Fluctuating Melisma


[ SOUND INSTALLATION. HUMAN VOICE CONDUCTED ALGORITHMICALLY. VARIABLE NUMBER OF MULTICHANNEL AUDIO ]


Fluctuating Melisma is a sound installation developed by Elías Merino and Daniel del Río which seeks to make a new approach to choral music through composition and synthesis techniques based on computational algorithmic systems. In this light, its aim is to create a new perspective of choral composition and digital arts, as well as an experience and a listening situation born from the relationship between the human voice in choral format and the aesthetics and compositional perspectives of computer-generated music.
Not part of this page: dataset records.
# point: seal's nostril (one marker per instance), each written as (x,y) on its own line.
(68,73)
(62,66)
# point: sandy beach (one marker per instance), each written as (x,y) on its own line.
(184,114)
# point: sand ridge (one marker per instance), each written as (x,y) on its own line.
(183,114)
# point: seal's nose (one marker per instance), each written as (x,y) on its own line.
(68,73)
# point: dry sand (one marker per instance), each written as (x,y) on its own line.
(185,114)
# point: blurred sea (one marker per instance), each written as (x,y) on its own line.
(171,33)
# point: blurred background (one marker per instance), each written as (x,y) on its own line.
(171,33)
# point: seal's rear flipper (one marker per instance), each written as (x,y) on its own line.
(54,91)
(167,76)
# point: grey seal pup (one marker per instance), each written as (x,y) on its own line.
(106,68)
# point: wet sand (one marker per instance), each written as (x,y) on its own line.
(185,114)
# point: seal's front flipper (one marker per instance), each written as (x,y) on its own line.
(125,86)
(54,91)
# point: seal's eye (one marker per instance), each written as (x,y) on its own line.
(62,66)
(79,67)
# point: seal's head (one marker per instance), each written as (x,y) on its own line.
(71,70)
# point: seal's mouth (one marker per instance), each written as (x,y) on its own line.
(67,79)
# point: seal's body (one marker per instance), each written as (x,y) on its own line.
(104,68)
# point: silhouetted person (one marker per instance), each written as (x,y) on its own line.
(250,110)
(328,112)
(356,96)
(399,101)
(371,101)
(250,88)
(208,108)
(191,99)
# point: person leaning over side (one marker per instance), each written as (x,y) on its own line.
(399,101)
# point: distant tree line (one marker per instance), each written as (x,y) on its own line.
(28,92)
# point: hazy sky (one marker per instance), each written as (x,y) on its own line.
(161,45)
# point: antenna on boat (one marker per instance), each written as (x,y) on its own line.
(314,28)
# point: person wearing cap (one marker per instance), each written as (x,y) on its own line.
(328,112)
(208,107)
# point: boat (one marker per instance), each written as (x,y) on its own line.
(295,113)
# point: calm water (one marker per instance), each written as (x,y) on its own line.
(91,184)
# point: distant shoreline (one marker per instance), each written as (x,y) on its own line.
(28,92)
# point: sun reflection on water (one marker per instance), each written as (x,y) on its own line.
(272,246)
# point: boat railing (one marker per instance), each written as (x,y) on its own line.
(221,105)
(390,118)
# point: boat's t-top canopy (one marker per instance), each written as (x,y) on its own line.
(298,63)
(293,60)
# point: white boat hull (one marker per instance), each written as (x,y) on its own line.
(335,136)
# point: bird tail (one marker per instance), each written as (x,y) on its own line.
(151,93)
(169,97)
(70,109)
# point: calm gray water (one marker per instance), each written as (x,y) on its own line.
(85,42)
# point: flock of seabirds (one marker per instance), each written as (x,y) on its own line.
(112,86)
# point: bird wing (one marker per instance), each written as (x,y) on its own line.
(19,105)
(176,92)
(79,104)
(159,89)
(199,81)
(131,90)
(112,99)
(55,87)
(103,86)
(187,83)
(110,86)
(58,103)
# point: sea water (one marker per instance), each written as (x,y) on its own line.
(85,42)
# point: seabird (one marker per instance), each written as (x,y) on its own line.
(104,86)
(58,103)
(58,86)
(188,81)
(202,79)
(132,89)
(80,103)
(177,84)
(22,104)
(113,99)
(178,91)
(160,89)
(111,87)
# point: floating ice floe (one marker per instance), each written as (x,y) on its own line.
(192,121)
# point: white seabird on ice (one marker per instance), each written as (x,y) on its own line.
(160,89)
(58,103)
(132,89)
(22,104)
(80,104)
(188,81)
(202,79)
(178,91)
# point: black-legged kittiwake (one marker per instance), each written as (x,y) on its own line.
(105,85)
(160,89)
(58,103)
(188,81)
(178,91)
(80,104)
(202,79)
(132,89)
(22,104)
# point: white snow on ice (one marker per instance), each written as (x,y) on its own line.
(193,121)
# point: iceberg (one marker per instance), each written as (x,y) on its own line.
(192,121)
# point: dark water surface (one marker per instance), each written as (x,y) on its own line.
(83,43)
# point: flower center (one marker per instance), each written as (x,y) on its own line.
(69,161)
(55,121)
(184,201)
The installation has been designed through a huge specic set of original short recordings of a mixed choir, such as single notes, scales, structures, or harmonic progressions whose samples are placed in an exclusive algorithmic system designed for the piece. This system generates the composition autonomously and is diffused through multifocal spatialisation in a loudspeaker choir. This computational system is based in the hybridisation and interpretation of some principles of choral music such as Melismatic singing, Polychoral music, Madrigal, or Antiphona. This approach to the choral music not only generates choral structures and behaviours, which are recognisable, but also creates deconstructions ending in abstract and experimental sonic artefacts draw from the human voice. This project has been conceived to exhibit as an installation or live performance.